Al lado del papiro está el mosaico del grado, en el que aparecen todos sus compañeros de estudio, solo hombres. Era la época en la que las mujeres todavía no aparecían en las fotos de grados universitarios y tampoco en los primeros números de las tarjetas profesionales.

 

Señala con un dedo el destino de buena parte de esos contadores del mosaico: los que siguen siendo sus amigos entrañables, el que tiene la tarjeta profesional número cinco o el que tiene la 10, el que ya falleció, el que fue decano de la Facultad de Contaduría de la Universidad Nacional, los que fueron a la reunión de los 50 años de la primera promoción en el año 2000, los que no, y así sigue resumiendo la vida profesional de muchos de sus compañeros, nombrándolos a todos por sus apellidos que no olvida.

 

Con el grado y su tarjeta 1, llegaron nuevos y mejores cargos, públicos y privados, en entidades ya desaparecidas, como el Instituto Nacional de Tránsito o el Fondo Nacional de Caminos Vecinales, y en otras que siguen reclutando a muchos contadores, como la Contraloría General de la República.

 

Hizo de todo: ser contador, auditor, analista de costos, revisor fiscal y profesor de - no puede dejar de contar alguna anécdota con el dato concreto de la cifra- 1.800 alumnos, algunos que, al igual que él, ya están dentro de la cofradía de pensionados.

 

Cinco, cuatro, tres, dos…

Uno. Ese número en su tarjeta le produce sonrisa y satisfacción. La risa es porque, muchas veces, no le dieron credibilidad a todos los documentos que firmaba.
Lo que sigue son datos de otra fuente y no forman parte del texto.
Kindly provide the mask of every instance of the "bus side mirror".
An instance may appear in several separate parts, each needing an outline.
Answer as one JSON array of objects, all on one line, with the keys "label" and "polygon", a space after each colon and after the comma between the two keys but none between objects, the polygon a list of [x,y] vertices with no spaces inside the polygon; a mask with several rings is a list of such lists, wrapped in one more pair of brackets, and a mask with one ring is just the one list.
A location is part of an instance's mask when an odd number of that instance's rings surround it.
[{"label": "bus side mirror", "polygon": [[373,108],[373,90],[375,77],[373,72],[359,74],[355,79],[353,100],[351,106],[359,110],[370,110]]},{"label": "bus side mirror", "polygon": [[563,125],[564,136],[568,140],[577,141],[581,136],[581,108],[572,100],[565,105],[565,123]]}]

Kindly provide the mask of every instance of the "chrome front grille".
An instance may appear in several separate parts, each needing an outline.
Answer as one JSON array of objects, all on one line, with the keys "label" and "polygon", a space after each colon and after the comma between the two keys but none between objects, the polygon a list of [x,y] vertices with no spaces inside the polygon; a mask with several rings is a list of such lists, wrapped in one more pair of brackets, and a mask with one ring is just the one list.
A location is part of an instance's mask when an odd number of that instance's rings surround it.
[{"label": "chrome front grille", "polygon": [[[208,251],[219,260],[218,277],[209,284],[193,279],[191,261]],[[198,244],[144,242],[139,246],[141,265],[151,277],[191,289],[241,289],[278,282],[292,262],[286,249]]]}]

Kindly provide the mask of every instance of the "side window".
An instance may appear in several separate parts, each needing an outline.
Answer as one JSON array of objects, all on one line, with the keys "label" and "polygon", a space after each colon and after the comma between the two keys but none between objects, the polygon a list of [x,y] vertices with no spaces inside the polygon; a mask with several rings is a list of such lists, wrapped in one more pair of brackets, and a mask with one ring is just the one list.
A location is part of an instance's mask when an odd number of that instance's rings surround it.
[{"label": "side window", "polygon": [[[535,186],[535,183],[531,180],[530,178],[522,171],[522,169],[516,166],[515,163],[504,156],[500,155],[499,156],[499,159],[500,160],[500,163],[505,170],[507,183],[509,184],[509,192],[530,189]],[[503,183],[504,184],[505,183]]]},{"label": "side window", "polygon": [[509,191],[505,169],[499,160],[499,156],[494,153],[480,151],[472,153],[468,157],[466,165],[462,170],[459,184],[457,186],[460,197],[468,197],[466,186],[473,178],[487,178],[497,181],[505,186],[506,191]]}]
Nadie creía que el revisor o el contador que avalaba el estado financiero o la declaración tributaria tenía la tarjeta 1. Como él mismo dice, si hubiera tenido una tarjeta de dos dígitos, como la 11, le hubieran creído con más facilidad.

 

La satisfacción es solo por el hecho curioso de tener el primer número en su tarjeta, con un número al que le daban poca fe, pero que le representó una vida llena de logros profesionales y económicos. De hecho, la saca sin pensarlo y la muestra con altivez. A estas alturas y por su edad, ya le creen todo. Las pocas revisorías que ahora lleva ya no se las rechazan por el uno.

 

Así, sonriente y satisfecho, vive siempre Ricardo Murcia, en su enorme casa del norte de Bogotá, la que construyó cerca del centro comercial Unicentro, cuando de este no existía ni la maqueta. Compró el lote en 1971, época en la que esa zona era un potrero y él se daba el lujo de comprarles la leche a los finqueros vecinos que ordeñaban vacas.

 

Sin celular, pues los odia; sin internet, que no lo desvela; con pocos lujos, que no lo obsesionan; y con ocios simples, que lo llenan de vitalidad, el contador uno lleva una vida tranquila, con los únicos números de los que no se ha podido desprender: los de sus reminiscencias.